Compared with laser surface alloying, this process avoids excessive melting of the matrix and maintains the properties and functions of the materials in the cladding layer. It is a very important surface modification technology, and it can be applied to aircraft structures to obtain huge technical benefits. This method has attracted extensive attention after it was successfully applied to turbine blades of large passenger aircraft engines in 1981, and has become one of the research focuses of laser surface modification at home and abroad. Aluminum alloy material has low hardness, and it is of great significance to clad a hard wear-resistant layer on its surface. But the difficulty is that aluminum alloys have high thermal conductivity and low melting point. The melting point of the cladding layer is usually much higher than that of the aluminum alloy matrix, so it is difficult to form an alloyed layer with low dilution and stable performance. Practice has proved that through strict control of laser process parameters, alloy surface layers that require functions and characteristics can be realized. Various alloy cladding experiments have been successfully carried out on aluminum alloy surfaces at home and abroad.

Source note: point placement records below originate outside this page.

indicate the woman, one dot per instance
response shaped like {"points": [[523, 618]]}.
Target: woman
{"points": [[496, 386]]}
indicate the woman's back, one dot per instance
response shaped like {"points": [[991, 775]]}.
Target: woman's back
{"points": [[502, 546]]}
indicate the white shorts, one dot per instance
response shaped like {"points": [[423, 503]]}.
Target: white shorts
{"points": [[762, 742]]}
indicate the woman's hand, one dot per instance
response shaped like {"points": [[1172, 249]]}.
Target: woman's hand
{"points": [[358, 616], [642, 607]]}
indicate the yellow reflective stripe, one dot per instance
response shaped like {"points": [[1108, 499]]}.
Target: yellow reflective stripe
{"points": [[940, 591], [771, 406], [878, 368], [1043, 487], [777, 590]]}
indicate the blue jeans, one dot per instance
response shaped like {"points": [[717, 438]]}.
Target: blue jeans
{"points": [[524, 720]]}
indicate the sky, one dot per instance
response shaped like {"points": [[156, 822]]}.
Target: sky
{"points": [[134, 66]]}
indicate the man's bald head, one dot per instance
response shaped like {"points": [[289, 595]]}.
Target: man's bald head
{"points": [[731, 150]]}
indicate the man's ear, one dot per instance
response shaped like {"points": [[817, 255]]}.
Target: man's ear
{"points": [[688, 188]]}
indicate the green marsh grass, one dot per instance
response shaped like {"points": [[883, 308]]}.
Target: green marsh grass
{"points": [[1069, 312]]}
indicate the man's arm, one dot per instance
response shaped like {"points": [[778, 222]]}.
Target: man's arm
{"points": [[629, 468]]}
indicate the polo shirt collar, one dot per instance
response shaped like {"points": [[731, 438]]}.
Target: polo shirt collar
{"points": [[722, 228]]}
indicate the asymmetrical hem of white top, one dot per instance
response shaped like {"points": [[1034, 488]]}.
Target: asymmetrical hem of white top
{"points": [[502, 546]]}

Toyota has changed the engine valve seat from the original mosaic structure to direct cladding, which greatly improves the wear resistance, lubricity and thermal conductivity of the valve seat. In foreign countries, laser cladding is not only used for surface modification, but also for the repair of mechanical parts. Therefore, laser rapid prototyping technology (DMD, DMP) has been developed and studied for the direct manufacture of mechanical parts. For surface wear and corrosion damage of mechanical parts, laser multilayer cladding can be used to restore their size and shape. The US Navy has established a special laser cladding repair laboratory to successfully repair the corrosion damage of aluminum alloy structural parts of underwater equipment. For the common corrosion damage of naval aircraft, laser cladding technology has huge development and application prospects.
The Development Prospect Of Laser Processing Technology
Laser processing technology has largely adapted to the extensive needs of titanium alloy cutting, titanium alloy welding, and composite material cutting in modern aircraft repairs. As long as the power density of the laser and the speed of the spot movement are adjusted, a variety of processing purposes can be achieved, which is unmatched by traditional processing techniques. It can become the first-choice advanced emergency repair technology to make up for the shortcomings of traditional emergency repair technology, and it is also a promising emergency repair technology.
The surface modification technology of laser processing has been applied in the field of aero-engine manufacturing. Using laser cladding technology to cast the crown of aero-engine turbine blade, the axial dimension of the blade was successfully restored. In the field of aircraft structural repair, laser processing technology has begun to receive attention, and Canada has listed it as a technology of great value. However, for aluminum alloy, the main material of aircraft structure, laser processing is difficult due to its low boiling point, fast heat transfer, and low absorption rate of laser light, which is a recognized problem in the field of laser applications at home and abroad. If it can be successfully applied, it will have very high academic value and engineering application value.
In the research of laser repair technology, our navy has been at the forefront of the country. In 2006, the “mobile laser repair system” developed by the Naval Aviation Engineering Institute and other scientific research institutes has begun to distribute troops, creating conditions for the application of laser technology to aircraft structure repair and even wartime repair.